My initial response on this was that the effort was self-defeating, that it was attempt to end competition through the force of law, and competition doesn't work that way. I even trotted out my picture of Samuel Slater, whose mill (a mile from where my mom grew up) in Pawtucket R.I. was a deliberate copy of a protected British design. Slater had to smuggle himself into the country in order to steal that intellectual property.
The simpler answer to Florian's point is not a look back at our own history but a single word – China.
It's an important point which a friend reminded me of recently. Android let Chinese OEMs create their own software ecosystem. They're not going to give it up.
I first began studying these companies, many of which started in Taiwan but now largely off-shore production to China for reasons of cost, a decade ago. They have always been between a rock and a hard place. They build-to-order, under intense competition, and thus don't have a penny to waste on going up the “food chain” of electronics into design and marketing. But the Taiwan guys know they absolutely must do this, because otherwise their Chinese partners will cut them off entirely.

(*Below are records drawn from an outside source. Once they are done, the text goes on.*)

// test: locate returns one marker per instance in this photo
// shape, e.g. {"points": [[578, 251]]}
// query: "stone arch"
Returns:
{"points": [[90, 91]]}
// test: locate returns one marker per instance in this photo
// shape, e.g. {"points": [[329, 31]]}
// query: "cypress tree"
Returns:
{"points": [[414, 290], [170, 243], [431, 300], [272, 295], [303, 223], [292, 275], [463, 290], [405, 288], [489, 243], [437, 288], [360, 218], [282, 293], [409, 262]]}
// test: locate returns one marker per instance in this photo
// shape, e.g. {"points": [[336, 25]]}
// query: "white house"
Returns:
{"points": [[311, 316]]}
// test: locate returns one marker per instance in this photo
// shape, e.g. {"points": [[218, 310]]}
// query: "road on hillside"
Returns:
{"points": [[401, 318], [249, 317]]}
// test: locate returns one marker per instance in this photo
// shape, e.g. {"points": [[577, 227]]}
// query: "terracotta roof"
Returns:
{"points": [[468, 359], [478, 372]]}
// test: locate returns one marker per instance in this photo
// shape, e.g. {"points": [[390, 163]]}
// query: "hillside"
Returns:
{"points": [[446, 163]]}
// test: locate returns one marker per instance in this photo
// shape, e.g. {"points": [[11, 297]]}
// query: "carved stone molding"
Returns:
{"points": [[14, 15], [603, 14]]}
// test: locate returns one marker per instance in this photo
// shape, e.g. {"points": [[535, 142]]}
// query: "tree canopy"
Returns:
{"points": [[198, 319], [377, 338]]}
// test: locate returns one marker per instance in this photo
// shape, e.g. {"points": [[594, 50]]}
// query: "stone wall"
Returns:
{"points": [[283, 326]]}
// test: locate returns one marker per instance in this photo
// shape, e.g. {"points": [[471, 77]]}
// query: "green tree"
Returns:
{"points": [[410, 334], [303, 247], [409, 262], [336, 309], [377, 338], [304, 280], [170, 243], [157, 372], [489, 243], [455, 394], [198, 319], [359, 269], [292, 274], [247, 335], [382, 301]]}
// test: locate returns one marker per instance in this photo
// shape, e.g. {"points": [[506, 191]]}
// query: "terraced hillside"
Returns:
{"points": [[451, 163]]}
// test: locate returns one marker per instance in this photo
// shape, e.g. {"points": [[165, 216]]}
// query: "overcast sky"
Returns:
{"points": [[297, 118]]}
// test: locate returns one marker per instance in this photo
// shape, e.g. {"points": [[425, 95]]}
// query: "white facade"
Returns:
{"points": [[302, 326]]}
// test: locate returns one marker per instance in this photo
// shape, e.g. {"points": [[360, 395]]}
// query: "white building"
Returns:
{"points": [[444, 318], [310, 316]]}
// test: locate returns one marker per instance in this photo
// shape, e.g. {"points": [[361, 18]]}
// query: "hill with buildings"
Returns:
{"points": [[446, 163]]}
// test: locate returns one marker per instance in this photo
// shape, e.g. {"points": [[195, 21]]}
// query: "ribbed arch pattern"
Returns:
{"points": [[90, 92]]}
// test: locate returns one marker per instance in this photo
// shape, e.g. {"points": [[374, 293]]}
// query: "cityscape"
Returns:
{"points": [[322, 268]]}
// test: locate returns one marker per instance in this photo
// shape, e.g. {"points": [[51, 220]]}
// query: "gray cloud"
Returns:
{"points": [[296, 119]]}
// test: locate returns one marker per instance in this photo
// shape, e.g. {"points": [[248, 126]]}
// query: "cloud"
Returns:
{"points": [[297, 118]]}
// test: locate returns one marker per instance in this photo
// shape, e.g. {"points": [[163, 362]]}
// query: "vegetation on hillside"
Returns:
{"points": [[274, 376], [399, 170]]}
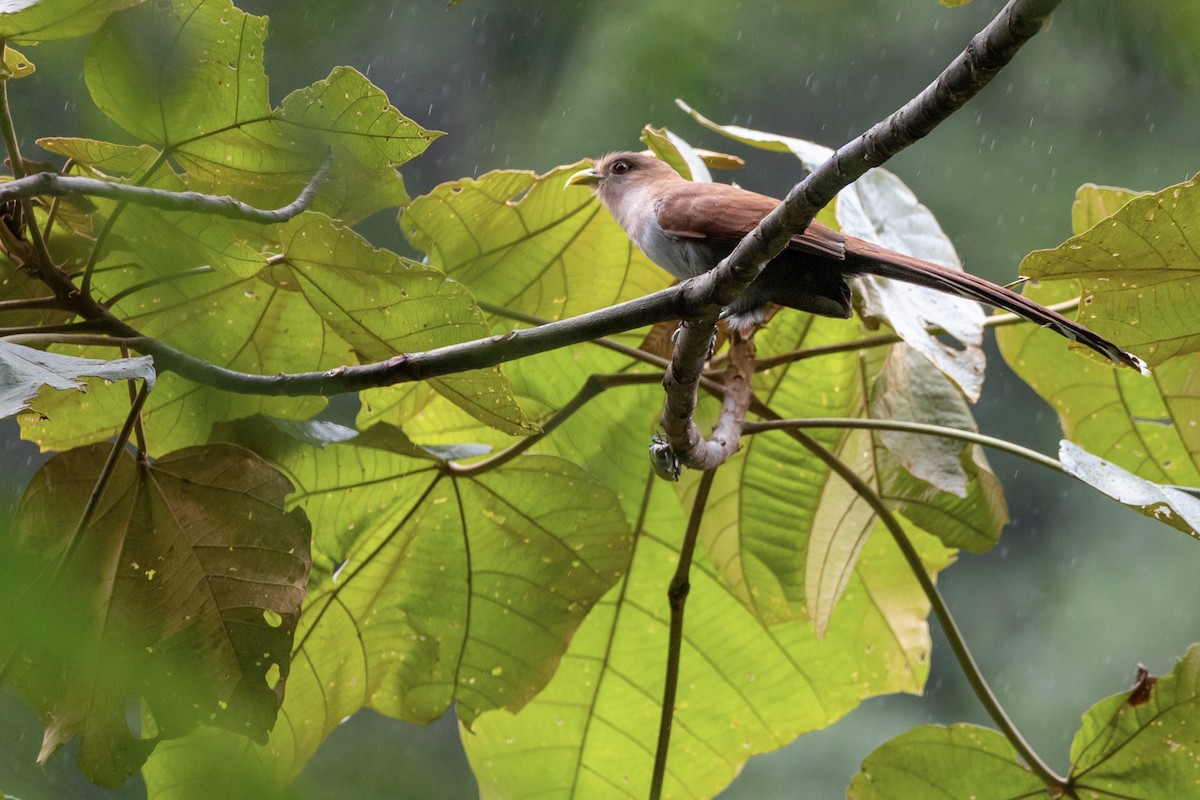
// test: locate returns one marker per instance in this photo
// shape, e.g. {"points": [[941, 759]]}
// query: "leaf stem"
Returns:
{"points": [[592, 388], [677, 599], [9, 132]]}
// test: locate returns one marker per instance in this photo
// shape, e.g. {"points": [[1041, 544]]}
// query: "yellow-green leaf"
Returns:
{"points": [[181, 594], [1139, 274]]}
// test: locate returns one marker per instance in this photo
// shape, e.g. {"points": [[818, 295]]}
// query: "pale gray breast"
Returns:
{"points": [[683, 258]]}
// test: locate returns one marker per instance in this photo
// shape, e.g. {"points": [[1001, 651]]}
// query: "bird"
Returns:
{"points": [[687, 228]]}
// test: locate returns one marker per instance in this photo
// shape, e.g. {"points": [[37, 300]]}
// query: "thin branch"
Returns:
{"points": [[30, 304], [89, 509], [153, 282], [989, 52], [907, 427], [18, 170], [417, 366], [941, 611], [82, 340], [89, 269], [221, 205], [677, 599], [604, 341], [65, 328]]}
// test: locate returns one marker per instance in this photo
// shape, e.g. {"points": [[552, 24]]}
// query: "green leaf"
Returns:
{"points": [[1146, 426], [1143, 743], [1138, 271], [531, 244], [960, 761], [881, 209], [1167, 504], [23, 371], [384, 306], [744, 687], [183, 593], [451, 589], [790, 530], [29, 22], [322, 282], [209, 109]]}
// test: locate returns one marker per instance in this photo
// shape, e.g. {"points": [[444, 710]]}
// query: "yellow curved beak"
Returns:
{"points": [[583, 178]]}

Early in the decade Intel, for instance, made better wireless chips than rivals like Broadcom, but the Taiwanese were all using Broadcom. Why? Turned out Broadcom offered “reference designs” that the Taiwanese could follow easily, plus a ready order flow, while Intel offered a “software ecosystem” the OEMs had to puzzle through themselves. There was no contest.
In today's hottest markets Apple plays the Broadcom role. If you are chosen to produce an iPhone or iPad part or assembly, you're golden. If not, too bad. But while you may feel golden working for Apple, you are completely dependent. Your entire stock is spoken for. You don't have any leverage with Apple – they in effect own you. They have your fate in their hands.
Android challenges this notion. Because Android is open source, OEMs can build around it. Because the system is also a reference design, they can choose to innovate – or not.
One way in which OEMs innovate is to build their own drivers, allowing them either a broader range of suppliers or (just as important) allowing them to make improvements in the original design, giving themselves a proprietary advantage and intellectual property they can control (since the base license is Apache and not the GPL). They can also tweak the user interface, partly to make their own products unique but also to grab new markets (like alternative languages). And they can build their own apps.
Result? Taiwan and China are building a software market. Taiwan and China love Android.
Taiwan and China are not going to give up Android, no matter what some American court says, any more than 19th century America gave up its manufacturing base, even after England began flooding our market with cheaper goods. (We erected tariff barriers instead, and did not drop them until our costs were lower.)
Which brings me to a second point. Value in hardware comes from software. Android lets Taiwan and China build a competitive software market. All that's needed for effective competition then are distribution channels and marketing, which they're learning much more slowly. But they're learning.
China is not going to go back down the technology food chain just because an American or European court says Android violates someone else's patent or copyright. They're just not.
Google knows this, which is why Android was at first deployed so widely. And why Google is now trying to tighten things up a bit, with its Honeycomb release. The link established by that release is going to be very flexible – it's going to become open source – because China wants it that way. Google will get its way so long as it's just enforcing rules intended to increase Android's market share and enhance the customer experience. Hopefully, through this process, Google can teach the OEMs that open source is a two-way street, but we'll see about that.
It sure didn't work with Sam Slater.